The average intellectual capacity of the studied population fell within the normal range (90.5 ± 10.8). No significant differences were detected between males with medium-high intelligence (TIQ ≥ 90) and low-medium intelligence (TIQ < 90) when comparing energy and iron intake, hematological and biochemical parameters related to iron status. Similarly, the female group revealed no differences between the TIQ < 90 and TIQ ≥ 90 subgroups (Table 4).

Females with low-medium scores in cognitive abilities measured by VCI, WMI, PRI, and PSI indexes had similar levels of iron intake, coverage of recommended intake, hemoglobin, iron, and ferritin than females with medium-high scores (Table 5). Interestingly, a significant (p < 0.01) lower level of serum iron (122.5 ± 40.1 vs. 86.7 ± 33.4 μg/dL) was observed in males with PSI ≥ 90 as compared with PSI < 90, associated with a lower but not significantly lower iron intake (Table 5).

After grouping female and male students according to the recommended intake of iron (%RI), the corresponding hematological and biochemical parameters related to iron status were not statistically different between %RI < 100 and %RI ≥ 100 (Table 6).

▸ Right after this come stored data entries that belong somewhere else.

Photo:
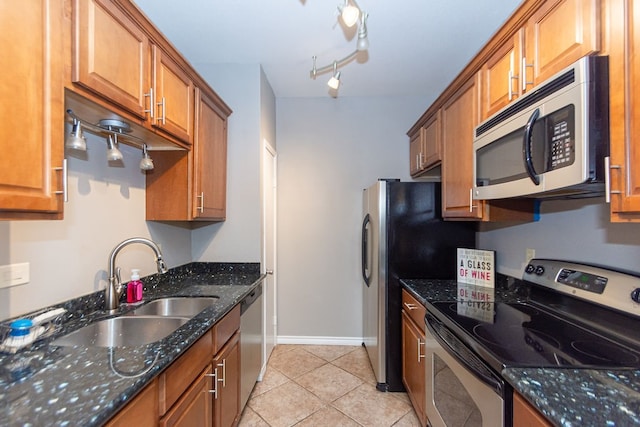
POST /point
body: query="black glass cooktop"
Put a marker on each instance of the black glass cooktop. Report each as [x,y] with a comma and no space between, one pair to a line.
[526,334]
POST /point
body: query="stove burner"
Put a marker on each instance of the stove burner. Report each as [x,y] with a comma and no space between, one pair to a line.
[606,352]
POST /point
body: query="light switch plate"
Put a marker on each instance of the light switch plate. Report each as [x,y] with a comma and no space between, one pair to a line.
[14,275]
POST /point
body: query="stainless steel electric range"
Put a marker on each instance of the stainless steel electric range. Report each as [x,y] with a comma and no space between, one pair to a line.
[561,314]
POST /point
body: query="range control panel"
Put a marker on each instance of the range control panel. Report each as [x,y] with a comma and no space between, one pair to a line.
[610,288]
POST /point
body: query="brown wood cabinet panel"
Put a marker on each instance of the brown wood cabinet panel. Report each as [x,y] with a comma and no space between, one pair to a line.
[173,98]
[194,407]
[624,66]
[31,88]
[501,76]
[559,33]
[459,119]
[111,55]
[525,415]
[142,411]
[226,402]
[210,151]
[177,377]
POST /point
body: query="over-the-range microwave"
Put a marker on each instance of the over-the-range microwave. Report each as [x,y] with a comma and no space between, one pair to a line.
[552,142]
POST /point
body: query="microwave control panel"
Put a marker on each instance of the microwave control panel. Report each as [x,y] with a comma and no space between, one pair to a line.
[560,126]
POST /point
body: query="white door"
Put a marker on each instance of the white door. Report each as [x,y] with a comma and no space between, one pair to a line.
[269,187]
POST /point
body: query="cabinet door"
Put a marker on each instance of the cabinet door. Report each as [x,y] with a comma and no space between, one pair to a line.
[459,118]
[624,58]
[111,55]
[559,33]
[210,160]
[194,407]
[413,365]
[31,90]
[500,76]
[226,402]
[173,97]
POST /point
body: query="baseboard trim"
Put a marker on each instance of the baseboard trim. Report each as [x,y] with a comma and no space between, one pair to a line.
[290,339]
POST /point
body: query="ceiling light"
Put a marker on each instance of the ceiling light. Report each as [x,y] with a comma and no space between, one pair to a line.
[349,14]
[113,154]
[75,140]
[146,163]
[334,81]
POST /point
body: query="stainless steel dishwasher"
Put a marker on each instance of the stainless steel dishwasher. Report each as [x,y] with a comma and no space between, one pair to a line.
[251,338]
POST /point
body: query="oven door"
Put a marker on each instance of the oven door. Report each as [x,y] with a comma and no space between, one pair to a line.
[456,397]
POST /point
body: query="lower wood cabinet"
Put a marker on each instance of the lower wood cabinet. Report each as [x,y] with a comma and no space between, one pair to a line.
[525,415]
[201,388]
[413,359]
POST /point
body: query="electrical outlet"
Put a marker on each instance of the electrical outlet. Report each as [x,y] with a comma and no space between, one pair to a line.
[531,254]
[14,275]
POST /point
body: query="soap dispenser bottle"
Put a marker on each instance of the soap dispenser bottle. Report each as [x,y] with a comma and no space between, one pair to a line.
[134,287]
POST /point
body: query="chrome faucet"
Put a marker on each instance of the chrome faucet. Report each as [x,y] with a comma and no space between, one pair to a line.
[114,287]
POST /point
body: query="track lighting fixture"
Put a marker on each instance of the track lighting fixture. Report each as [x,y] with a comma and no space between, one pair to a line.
[113,129]
[75,140]
[146,163]
[350,13]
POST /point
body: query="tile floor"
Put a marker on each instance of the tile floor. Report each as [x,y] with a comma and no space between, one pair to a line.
[314,385]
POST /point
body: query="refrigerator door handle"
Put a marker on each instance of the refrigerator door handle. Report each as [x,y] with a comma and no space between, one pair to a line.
[366,268]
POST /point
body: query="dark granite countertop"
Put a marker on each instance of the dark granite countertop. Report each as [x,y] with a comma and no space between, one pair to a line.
[567,397]
[65,386]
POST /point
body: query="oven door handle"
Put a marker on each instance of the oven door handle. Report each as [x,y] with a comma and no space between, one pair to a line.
[526,147]
[460,351]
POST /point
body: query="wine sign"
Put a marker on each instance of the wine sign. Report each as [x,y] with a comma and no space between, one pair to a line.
[476,267]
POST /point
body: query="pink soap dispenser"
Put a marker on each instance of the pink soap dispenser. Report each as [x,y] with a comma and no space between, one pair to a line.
[134,287]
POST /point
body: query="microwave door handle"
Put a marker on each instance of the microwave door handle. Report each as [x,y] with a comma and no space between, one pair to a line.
[526,147]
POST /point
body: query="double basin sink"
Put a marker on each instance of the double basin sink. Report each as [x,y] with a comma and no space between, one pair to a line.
[144,325]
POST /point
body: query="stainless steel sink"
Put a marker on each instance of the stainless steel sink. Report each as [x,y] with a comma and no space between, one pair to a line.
[176,306]
[123,331]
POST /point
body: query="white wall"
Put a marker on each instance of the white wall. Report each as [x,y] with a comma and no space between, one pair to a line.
[69,258]
[238,238]
[576,230]
[329,150]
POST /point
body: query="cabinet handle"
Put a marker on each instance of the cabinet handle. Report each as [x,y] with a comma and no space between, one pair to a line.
[201,204]
[607,179]
[420,355]
[151,103]
[223,365]
[410,306]
[471,205]
[524,74]
[162,118]
[65,182]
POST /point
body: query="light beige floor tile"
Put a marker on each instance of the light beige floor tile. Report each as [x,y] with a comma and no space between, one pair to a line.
[328,416]
[329,382]
[357,363]
[295,362]
[370,407]
[285,405]
[251,419]
[271,379]
[330,352]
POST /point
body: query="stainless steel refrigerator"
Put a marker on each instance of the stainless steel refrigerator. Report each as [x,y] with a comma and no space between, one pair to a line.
[403,236]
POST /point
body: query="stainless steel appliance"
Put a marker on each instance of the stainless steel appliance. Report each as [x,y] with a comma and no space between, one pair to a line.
[251,342]
[403,236]
[552,142]
[561,314]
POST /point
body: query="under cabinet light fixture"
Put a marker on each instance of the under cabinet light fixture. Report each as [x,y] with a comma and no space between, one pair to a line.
[350,13]
[113,129]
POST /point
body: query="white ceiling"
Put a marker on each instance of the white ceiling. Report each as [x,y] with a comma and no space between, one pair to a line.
[417,47]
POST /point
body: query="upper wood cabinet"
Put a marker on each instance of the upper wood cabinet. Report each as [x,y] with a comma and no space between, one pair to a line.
[115,60]
[624,66]
[459,119]
[425,145]
[559,33]
[31,88]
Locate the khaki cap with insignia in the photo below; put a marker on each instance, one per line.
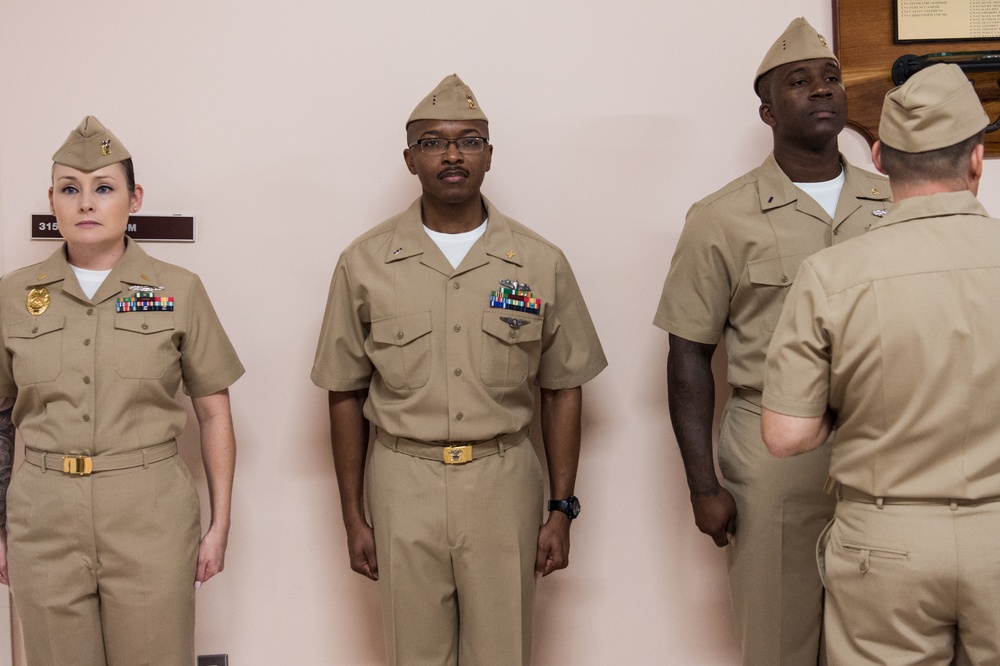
(936, 108)
(90, 146)
(799, 41)
(451, 100)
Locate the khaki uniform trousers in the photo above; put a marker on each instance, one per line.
(775, 590)
(456, 548)
(102, 567)
(912, 584)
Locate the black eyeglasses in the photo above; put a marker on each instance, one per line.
(439, 146)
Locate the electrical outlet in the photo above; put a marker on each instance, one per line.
(213, 660)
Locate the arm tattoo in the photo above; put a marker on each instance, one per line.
(6, 460)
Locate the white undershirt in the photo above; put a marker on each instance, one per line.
(90, 281)
(456, 246)
(826, 194)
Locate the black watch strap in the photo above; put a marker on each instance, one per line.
(570, 506)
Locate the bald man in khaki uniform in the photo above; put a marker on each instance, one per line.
(736, 258)
(103, 524)
(440, 323)
(894, 339)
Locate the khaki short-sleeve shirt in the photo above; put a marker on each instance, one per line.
(440, 361)
(90, 380)
(739, 252)
(899, 332)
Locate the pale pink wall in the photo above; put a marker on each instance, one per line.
(280, 126)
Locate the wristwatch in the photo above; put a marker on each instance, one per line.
(570, 506)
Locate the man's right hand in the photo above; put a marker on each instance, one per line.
(361, 548)
(715, 515)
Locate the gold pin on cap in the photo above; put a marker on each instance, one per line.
(38, 301)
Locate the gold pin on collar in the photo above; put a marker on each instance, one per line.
(38, 301)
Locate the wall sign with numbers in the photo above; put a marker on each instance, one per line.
(874, 58)
(946, 20)
(165, 228)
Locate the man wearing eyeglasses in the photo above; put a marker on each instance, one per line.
(440, 322)
(734, 263)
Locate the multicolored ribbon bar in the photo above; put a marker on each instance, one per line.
(512, 299)
(145, 301)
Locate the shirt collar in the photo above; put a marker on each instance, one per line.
(410, 240)
(943, 204)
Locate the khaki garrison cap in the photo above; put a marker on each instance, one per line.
(799, 41)
(451, 100)
(90, 146)
(936, 108)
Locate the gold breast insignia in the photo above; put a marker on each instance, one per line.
(38, 301)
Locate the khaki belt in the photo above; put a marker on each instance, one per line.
(452, 453)
(852, 495)
(82, 465)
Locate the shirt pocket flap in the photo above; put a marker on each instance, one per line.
(36, 328)
(520, 327)
(401, 329)
(137, 323)
(776, 271)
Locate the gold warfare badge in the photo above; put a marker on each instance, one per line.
(38, 301)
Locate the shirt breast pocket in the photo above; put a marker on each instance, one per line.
(401, 349)
(144, 345)
(37, 349)
(771, 279)
(511, 349)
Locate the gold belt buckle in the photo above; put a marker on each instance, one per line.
(79, 465)
(456, 455)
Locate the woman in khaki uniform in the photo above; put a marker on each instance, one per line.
(103, 538)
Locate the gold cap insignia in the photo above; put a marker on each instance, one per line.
(38, 301)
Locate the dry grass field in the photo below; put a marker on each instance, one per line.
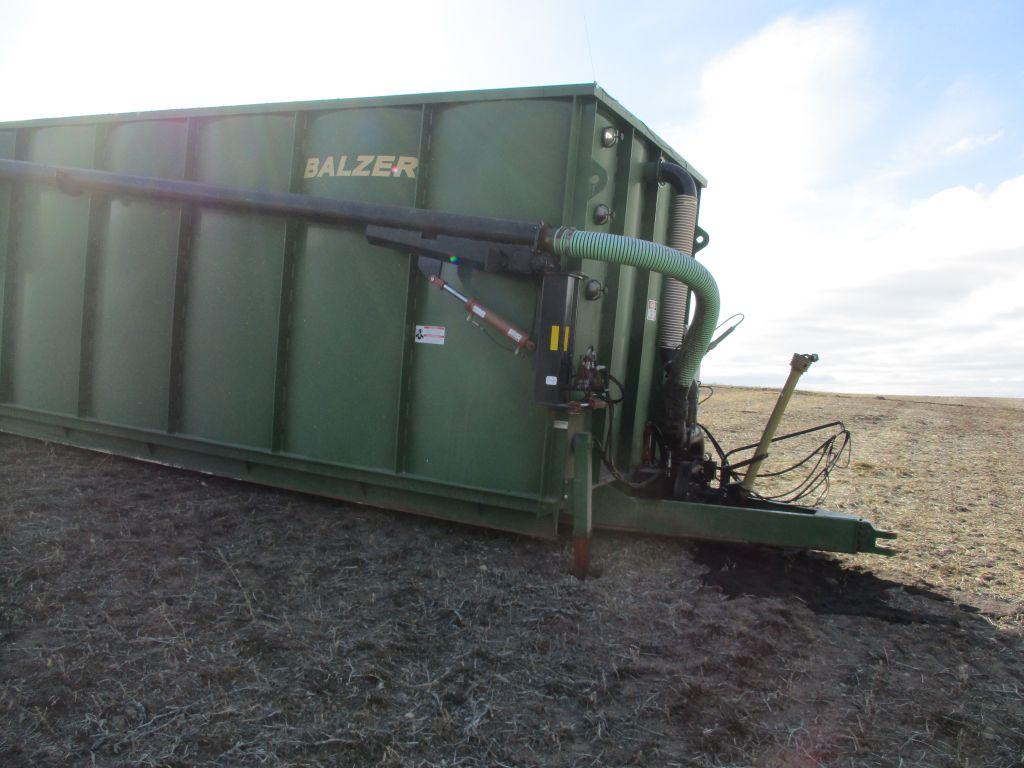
(151, 616)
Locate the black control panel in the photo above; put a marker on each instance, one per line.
(555, 337)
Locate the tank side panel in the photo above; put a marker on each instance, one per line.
(472, 418)
(8, 142)
(233, 287)
(135, 272)
(48, 279)
(347, 324)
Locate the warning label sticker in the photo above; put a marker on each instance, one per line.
(429, 334)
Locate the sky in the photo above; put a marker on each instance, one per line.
(865, 161)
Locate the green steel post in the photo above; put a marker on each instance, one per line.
(798, 366)
(583, 513)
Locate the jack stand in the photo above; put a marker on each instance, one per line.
(582, 503)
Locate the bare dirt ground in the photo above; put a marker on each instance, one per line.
(154, 616)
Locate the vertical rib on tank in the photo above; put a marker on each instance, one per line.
(675, 295)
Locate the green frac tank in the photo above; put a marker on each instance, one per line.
(290, 351)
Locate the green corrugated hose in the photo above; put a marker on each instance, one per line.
(658, 258)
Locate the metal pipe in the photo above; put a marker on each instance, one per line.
(302, 207)
(798, 366)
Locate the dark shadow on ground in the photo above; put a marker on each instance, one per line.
(820, 582)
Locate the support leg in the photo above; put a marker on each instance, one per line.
(582, 504)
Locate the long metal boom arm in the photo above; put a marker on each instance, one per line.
(289, 205)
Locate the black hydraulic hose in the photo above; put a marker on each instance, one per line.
(676, 176)
(303, 207)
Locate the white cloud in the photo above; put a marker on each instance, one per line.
(972, 142)
(898, 295)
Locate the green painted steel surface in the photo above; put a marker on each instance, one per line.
(134, 283)
(47, 278)
(799, 527)
(284, 353)
(472, 419)
(295, 342)
(347, 310)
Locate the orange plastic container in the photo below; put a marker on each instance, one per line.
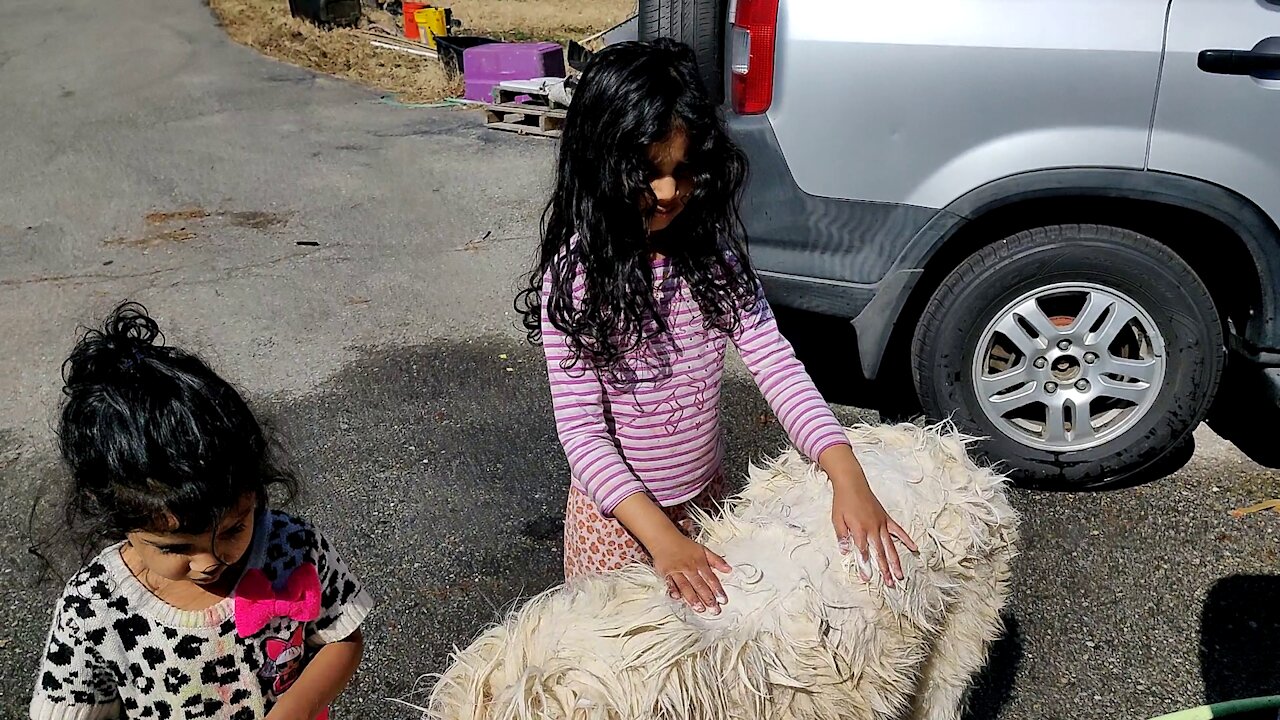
(407, 9)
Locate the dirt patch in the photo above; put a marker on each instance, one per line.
(268, 27)
(170, 227)
(256, 219)
(159, 218)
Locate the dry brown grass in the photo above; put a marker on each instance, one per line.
(266, 26)
(539, 19)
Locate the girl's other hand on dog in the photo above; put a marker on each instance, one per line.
(690, 573)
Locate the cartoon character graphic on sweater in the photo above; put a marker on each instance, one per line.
(284, 660)
(259, 605)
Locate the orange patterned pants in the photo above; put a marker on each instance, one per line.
(594, 543)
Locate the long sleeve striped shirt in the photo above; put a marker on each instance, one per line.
(662, 434)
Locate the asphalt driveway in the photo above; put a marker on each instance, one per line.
(351, 264)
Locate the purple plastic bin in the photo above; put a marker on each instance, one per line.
(485, 65)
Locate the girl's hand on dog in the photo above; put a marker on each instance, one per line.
(690, 573)
(859, 516)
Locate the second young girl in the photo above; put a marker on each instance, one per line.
(643, 279)
(206, 602)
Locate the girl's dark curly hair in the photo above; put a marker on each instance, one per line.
(630, 96)
(154, 438)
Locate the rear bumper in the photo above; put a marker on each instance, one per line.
(822, 254)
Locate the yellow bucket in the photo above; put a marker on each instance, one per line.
(432, 22)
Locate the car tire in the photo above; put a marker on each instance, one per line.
(698, 23)
(1027, 392)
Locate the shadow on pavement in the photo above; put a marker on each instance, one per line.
(1239, 641)
(993, 687)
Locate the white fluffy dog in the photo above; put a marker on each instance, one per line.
(801, 637)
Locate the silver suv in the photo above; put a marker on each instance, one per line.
(1057, 219)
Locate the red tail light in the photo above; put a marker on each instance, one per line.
(752, 55)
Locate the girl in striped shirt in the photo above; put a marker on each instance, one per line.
(643, 279)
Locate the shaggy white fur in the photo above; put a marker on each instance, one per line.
(801, 637)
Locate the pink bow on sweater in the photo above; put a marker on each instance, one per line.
(257, 602)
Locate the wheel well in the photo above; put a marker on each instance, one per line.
(1216, 253)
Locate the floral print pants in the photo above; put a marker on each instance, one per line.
(594, 543)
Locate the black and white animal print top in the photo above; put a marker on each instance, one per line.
(118, 651)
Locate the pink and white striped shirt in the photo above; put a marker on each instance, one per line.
(662, 433)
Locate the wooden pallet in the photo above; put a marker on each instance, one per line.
(525, 118)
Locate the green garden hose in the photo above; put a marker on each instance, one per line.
(1224, 709)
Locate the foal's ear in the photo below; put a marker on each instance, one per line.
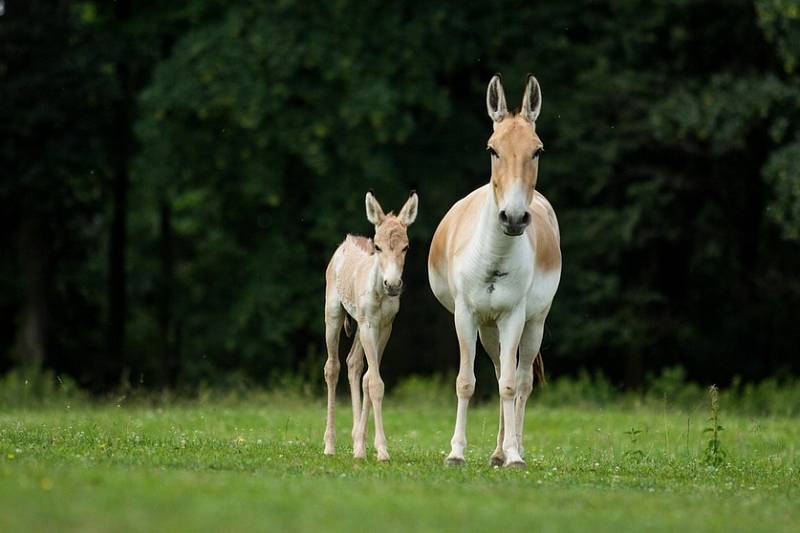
(374, 211)
(496, 99)
(409, 212)
(532, 100)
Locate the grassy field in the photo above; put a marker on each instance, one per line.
(259, 466)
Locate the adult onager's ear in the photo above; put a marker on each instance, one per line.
(374, 211)
(409, 212)
(531, 100)
(496, 100)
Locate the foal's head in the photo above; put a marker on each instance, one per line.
(515, 149)
(391, 240)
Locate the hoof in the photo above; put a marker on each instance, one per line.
(360, 453)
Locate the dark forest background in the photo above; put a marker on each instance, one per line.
(175, 176)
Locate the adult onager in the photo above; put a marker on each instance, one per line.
(364, 281)
(495, 263)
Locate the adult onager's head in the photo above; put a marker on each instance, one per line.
(515, 149)
(391, 240)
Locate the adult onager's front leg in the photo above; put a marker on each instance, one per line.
(529, 346)
(467, 332)
(490, 338)
(510, 327)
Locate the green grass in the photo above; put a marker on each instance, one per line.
(212, 467)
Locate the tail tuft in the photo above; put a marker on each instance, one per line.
(538, 368)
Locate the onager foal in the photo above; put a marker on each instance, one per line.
(364, 281)
(495, 263)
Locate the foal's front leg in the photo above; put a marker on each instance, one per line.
(373, 340)
(355, 366)
(334, 318)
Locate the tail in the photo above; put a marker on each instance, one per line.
(348, 326)
(538, 369)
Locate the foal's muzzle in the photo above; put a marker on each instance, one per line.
(393, 290)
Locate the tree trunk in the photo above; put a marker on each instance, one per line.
(30, 346)
(117, 294)
(169, 355)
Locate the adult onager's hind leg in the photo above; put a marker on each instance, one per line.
(334, 319)
(355, 366)
(490, 339)
(529, 346)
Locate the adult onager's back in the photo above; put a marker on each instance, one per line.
(364, 281)
(495, 263)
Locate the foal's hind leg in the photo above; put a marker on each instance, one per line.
(334, 318)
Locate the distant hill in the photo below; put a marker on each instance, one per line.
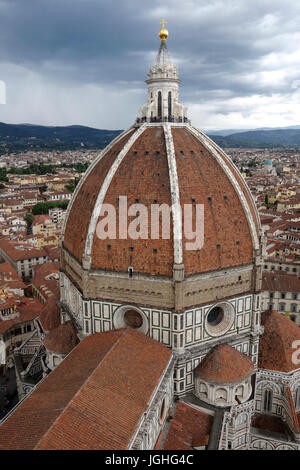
(226, 132)
(260, 138)
(14, 137)
(20, 137)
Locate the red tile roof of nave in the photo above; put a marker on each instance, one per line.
(189, 428)
(83, 204)
(101, 389)
(224, 365)
(276, 350)
(201, 177)
(143, 177)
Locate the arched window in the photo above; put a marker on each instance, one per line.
(297, 399)
(169, 104)
(159, 104)
(268, 400)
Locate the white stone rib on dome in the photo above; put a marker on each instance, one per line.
(232, 165)
(175, 196)
(102, 194)
(208, 144)
(88, 171)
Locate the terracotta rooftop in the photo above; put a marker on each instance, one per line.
(62, 339)
(94, 398)
(18, 250)
(224, 365)
(283, 282)
(143, 175)
(189, 428)
(28, 310)
(275, 345)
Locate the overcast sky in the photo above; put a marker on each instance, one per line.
(85, 61)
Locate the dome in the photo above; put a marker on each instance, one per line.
(164, 164)
(224, 365)
(275, 345)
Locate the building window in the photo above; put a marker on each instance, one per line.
(170, 104)
(163, 410)
(268, 400)
(215, 316)
(133, 319)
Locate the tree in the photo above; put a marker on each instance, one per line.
(29, 218)
(43, 189)
(44, 207)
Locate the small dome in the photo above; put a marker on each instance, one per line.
(224, 365)
(275, 345)
(61, 339)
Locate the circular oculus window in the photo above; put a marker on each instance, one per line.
(128, 316)
(219, 319)
(133, 319)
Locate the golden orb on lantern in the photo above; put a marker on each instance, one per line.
(163, 33)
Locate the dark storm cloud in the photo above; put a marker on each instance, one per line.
(76, 58)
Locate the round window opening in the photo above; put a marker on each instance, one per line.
(133, 319)
(215, 316)
(219, 319)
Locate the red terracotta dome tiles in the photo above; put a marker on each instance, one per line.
(143, 177)
(83, 204)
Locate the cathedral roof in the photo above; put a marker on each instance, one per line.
(224, 365)
(61, 339)
(95, 397)
(164, 164)
(189, 428)
(276, 344)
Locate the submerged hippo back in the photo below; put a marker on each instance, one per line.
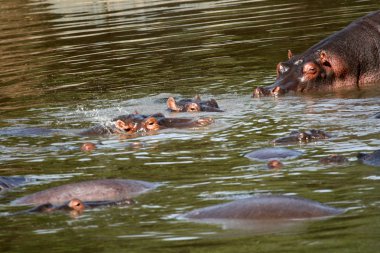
(94, 190)
(265, 208)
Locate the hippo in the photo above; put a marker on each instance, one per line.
(88, 146)
(265, 207)
(275, 164)
(302, 137)
(75, 205)
(140, 123)
(348, 58)
(92, 190)
(370, 159)
(10, 182)
(272, 153)
(333, 159)
(192, 105)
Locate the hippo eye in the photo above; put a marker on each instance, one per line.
(310, 68)
(283, 69)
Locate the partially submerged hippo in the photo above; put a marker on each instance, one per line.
(193, 105)
(348, 58)
(10, 182)
(93, 190)
(370, 159)
(302, 137)
(135, 123)
(272, 207)
(265, 154)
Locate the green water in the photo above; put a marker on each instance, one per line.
(67, 65)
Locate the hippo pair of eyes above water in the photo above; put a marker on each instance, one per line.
(79, 196)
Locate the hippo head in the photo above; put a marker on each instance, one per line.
(133, 123)
(188, 105)
(310, 71)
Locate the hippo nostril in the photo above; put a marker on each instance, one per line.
(259, 92)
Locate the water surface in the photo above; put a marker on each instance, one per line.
(68, 65)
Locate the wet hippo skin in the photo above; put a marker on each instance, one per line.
(302, 137)
(140, 123)
(265, 208)
(272, 153)
(372, 159)
(93, 190)
(75, 205)
(193, 105)
(348, 58)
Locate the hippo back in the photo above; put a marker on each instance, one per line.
(94, 190)
(265, 208)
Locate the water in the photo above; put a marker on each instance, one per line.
(67, 65)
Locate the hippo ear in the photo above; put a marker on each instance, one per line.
(120, 124)
(213, 103)
(324, 59)
(197, 98)
(172, 105)
(290, 54)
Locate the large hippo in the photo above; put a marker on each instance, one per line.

Students were classified into four subgroups according to their IQ value range (low-medium or medium-high) and their iron intake (<100% RI or ≥100% RI). Blood parameters related to the recommended intake of iron were similar in the four subgroups, except for serum ferritin level in females, which was significantly (p < 0.05) higher in young women with medium-high IQ and who had adequate iron intakes vs. young women with low-medium IQ (Table 7). A positive correlation (r = 0.532, p < 0.05) was also found between %RI and TIQ in females with %RI higher than 100%, which was even higher when separating this group into low-medium IQ (r = 0.6847, p < 0.05) and medium-high IQ (r = 0.6786, p < 0.05). Moreover, this positive correlation was also observed (r = 0.4540, p < 0.01) in females with medium-high IQ (Figure 1a). A similar analysis in the male group did not reveal this positive correlation (Figure 1b).

The %RI also influenced several biochemical markers of iron status in females (Figure 2). Of note, a negative correlation between %RI and hemoglobin (r = −0.8929), ferritin (r = −0.7500), iron (r = −0.8571), and hematocrit (r = −0.8929) was detected in the subgroup of female students with TIQ ≥ 90 and %RI ≥ 100, suggesting a detrimental effect when excessive amounts of iron are ingested. In male subgroups, no significant correlations were detected (Figure 3).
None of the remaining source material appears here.